Defaults: create-object with no splits gives 8 (fine for sub-1M-row objects — test/demo/prototype/small-app, the ~70% case). For 1M+ rows set splits explicitly per the table above; otherwise re-split later with vacuum --splits=N. The shard-stats nag fires at 500K records/shard, so on the default 8 splits you get ~4M rows of headroom before the daemon tells you to re-split.

The daemon will tell you when to re-split. Run ./shard-db shard-stats <dir> <object> periodically. When avg_rec_per_shard crosses 500K, the output emits hint: records-per-shard approaching upper band (>500K) — consider vacuum --splits=N. Past 1M it escalates to hint: re-split with vacuum --splits=N. Past 1M and already at MAX_SPLITS=4096, the hint switches to partition by object — at that scale you want multiple B+ trees, not a larger one. Tier transitions in the table above land before the 500K nag, so following the table keeps you out of the warning zone.

What else shard-stats flags

Beyond the records-per-shard nags above, shard-stats also surfaces shard-load skew:

  • max_records > 4 × min_records → hint: shard load is skewed — check key distribution. Usually means non-random keys — prefix-heavy keys like ord_0001, ord_0002 hash fine, but raw sequential integers cluster badly. Inspect the per-shard table in the output.

When to run vacuum

  • Tombstoned / active ratio > 10% and active > 1000 → vacuum-check flags it. Run vacuum (fast in-place reclaim).
  • After remove-fieldvacuum --compact to shrink slot_size.
  • Shard skew (imbalanced load) or records-per-shard past the sweet spot → vacuum --splits N to reshard.
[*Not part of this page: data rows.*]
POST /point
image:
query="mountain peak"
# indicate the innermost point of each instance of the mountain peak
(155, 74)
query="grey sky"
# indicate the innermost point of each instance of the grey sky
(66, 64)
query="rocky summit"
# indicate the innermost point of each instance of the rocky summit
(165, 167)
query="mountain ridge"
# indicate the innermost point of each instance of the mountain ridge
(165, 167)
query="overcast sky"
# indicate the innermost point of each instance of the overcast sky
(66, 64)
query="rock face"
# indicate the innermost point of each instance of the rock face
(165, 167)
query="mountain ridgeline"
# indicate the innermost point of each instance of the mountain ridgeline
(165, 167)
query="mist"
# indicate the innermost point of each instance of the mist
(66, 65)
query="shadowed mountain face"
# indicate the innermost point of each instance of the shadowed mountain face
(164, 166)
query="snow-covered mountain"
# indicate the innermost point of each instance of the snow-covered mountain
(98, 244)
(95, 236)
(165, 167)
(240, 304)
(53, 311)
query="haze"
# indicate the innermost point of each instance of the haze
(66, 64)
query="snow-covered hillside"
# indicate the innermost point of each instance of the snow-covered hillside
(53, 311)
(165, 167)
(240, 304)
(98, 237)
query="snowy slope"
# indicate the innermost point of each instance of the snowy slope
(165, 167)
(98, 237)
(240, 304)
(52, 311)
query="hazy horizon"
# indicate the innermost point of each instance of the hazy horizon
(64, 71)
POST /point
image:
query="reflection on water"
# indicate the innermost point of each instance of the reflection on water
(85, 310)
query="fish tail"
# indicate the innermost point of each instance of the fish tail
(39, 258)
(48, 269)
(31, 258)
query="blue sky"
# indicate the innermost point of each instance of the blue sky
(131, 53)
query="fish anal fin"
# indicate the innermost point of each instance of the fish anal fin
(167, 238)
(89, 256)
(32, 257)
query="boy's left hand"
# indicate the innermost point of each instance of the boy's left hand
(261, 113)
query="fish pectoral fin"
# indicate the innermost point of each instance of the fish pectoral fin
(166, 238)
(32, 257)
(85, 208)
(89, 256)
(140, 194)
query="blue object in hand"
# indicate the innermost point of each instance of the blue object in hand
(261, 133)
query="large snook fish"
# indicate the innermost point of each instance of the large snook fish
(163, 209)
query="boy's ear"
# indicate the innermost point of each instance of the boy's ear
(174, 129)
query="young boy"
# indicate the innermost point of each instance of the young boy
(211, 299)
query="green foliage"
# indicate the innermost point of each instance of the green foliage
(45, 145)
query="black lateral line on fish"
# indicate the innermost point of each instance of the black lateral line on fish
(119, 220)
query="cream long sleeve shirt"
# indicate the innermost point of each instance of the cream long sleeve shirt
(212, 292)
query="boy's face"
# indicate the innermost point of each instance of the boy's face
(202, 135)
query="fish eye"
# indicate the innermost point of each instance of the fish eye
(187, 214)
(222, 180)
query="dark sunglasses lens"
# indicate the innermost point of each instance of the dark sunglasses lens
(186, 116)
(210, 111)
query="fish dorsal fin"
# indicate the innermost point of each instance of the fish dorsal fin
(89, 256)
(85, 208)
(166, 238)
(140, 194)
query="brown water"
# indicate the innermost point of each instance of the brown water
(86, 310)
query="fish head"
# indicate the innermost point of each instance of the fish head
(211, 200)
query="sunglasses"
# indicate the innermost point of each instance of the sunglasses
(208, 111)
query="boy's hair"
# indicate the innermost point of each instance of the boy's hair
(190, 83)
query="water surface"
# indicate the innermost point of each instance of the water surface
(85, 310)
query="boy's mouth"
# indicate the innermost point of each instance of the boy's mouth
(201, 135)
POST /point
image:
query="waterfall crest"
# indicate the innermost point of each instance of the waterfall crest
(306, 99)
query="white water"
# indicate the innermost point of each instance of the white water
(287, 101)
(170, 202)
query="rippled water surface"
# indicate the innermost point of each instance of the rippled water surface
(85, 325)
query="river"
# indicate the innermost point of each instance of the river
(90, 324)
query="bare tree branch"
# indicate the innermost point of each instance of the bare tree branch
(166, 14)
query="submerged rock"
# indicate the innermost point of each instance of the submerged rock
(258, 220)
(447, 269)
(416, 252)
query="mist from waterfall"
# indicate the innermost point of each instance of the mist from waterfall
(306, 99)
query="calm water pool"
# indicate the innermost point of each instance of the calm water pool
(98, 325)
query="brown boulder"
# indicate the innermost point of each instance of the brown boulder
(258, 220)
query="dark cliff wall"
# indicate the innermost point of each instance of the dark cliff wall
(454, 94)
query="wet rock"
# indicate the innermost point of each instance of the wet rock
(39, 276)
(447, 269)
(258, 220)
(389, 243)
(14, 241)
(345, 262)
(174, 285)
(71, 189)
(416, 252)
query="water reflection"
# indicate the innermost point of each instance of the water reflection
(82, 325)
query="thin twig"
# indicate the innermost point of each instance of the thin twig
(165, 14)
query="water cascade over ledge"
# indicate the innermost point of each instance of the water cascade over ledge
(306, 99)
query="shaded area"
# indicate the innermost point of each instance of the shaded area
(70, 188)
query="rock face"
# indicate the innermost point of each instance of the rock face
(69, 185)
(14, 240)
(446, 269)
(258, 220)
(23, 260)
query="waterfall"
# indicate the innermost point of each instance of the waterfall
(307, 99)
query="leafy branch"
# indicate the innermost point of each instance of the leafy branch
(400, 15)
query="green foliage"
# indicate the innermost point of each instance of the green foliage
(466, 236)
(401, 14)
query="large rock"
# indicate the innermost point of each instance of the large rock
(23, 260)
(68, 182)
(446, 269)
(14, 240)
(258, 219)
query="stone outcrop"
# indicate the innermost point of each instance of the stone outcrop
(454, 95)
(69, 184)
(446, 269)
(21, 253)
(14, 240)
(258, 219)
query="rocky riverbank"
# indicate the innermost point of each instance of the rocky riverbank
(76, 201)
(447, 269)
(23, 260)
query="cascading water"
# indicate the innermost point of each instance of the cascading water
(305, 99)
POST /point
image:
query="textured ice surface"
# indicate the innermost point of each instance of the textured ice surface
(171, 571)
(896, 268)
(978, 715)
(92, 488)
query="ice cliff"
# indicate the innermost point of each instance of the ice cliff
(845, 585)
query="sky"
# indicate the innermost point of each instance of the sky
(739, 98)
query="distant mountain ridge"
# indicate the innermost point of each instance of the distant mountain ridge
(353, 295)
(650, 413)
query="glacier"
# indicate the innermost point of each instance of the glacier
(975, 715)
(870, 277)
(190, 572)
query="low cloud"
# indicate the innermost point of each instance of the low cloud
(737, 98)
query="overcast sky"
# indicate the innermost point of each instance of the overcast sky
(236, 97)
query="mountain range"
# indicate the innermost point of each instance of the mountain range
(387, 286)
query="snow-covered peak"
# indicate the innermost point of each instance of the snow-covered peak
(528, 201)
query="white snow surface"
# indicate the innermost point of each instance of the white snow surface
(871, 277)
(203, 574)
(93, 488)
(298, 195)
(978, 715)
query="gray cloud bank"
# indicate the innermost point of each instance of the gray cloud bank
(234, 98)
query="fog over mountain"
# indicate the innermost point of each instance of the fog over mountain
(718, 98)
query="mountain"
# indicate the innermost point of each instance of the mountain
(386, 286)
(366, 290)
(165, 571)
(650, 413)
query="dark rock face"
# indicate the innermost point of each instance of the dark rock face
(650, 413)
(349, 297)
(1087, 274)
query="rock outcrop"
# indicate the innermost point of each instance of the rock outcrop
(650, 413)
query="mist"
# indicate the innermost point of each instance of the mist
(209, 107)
vacuum takes a write lock for the rebuild duration. Schedule during low-traffic windows on big objects.

Benchmarks

Benchmark scripts are at the repo root:

  • ./bench-kv.sh, ./bench-kv-parallel.sh — insert / get / update throughput.
  • ./bench-queries.sh — find / count / aggregate latency.
  • ./bench-joins.sh [count] — join throughput.
  • ./bench-invoice.sh, ./bench-parallel.sh — 14-index realistic scenario.

Use them to validate tuning changes empirically, not theoretically.